Well, I've been busy doing a lot of fun things since my last post. I will catch you up on the blessings we've been experiencing. Not a day goes by -- really, not A DAY!-- when either Terry or I say to one another, "It's just a blessing, straight from God!"
I will share all of those wonderful things with you soon. Today, I just wanted to make note of an experience I had yesterday. It was significant for many reasons.
I'm approaching my one year anniversary.
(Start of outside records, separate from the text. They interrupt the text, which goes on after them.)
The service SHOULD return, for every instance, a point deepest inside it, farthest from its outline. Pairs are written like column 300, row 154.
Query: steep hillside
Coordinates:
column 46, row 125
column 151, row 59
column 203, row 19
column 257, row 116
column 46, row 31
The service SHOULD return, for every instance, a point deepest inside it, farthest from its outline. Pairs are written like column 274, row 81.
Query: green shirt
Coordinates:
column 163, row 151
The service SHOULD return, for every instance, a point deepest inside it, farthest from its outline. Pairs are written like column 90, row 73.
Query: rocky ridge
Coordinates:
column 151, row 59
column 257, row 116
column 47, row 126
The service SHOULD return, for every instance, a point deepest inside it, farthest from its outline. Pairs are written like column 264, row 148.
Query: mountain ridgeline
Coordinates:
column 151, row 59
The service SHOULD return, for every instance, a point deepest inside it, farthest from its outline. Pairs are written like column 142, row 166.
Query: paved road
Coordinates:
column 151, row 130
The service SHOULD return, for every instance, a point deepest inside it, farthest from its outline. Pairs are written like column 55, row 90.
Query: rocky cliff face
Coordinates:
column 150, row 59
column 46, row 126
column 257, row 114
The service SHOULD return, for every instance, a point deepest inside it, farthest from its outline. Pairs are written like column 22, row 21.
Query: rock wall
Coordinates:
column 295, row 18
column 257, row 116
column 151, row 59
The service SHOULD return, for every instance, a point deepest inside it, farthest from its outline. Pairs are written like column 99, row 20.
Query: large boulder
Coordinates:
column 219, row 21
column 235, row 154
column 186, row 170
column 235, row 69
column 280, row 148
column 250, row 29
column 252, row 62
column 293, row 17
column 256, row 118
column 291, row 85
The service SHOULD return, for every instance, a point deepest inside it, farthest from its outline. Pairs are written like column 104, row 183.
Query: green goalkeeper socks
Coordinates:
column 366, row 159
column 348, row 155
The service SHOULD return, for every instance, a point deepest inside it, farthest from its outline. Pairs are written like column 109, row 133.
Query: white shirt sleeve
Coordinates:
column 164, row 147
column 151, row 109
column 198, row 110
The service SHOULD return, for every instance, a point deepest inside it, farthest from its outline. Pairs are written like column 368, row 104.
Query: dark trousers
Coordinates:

I was inducted into the 'cancer world' at the end of April 2010. It was a wild ride, a crazy year, and quite the experience. Most days I look back on it and I'm very grateful. I believe I've gone through a 'sifting' period and I've come out the other side better!
I was reading Beth Moore last night and she wrote about how the enemy likes to attack when we're really improving our faith. God was definitely doing some cool things in my life a year ago. Opening my eyes about a lot and drawing me closer. I don't know if my illness was an attack or just an unfortunate part of life in a sinful world. But, I'm blessed that God held me close in 2010 and never allowed me to feel alone. And now, not even a year later, most of it feels like a lifetime ago. A blurry memory that will always give me chills. And hopefully, always remind me to get on my knees.
I opened a spiral yesterday. I needed to write something down and I grabbed the closest paper to me. I opened it and read in my sweet hubby's handwriting:
4/18 last cycle
4/19 lumpectomy
4/21 1st oncologist meeting
4/28 MRI
4/30 Portacath, Mastectomy, Node Dissection
5/6 drains removed, 3 of 10 nodes positive
5/7 PET scan
5/11 Dr. Heyne follow-up
5/20 1st chemo
5/25 ER- 101.7 fever, shortness of breath, chest xray, blood work. Negative.
5/27 discharged, white blood down
That's where the dates stop. Because, really, that was all the hardest part. Nothing was ever scarier than my MRI news. Nothing was ever harder than my first chemo and subsequent 3 days in the hospital.
I know many of you think I'm naive to hope that this is the biggest trial I'll ever face. Maybe you're right. After all, time wounds all heels. And I've got lots more time left.
Thank God for 2010. The year God changed my life by saving it.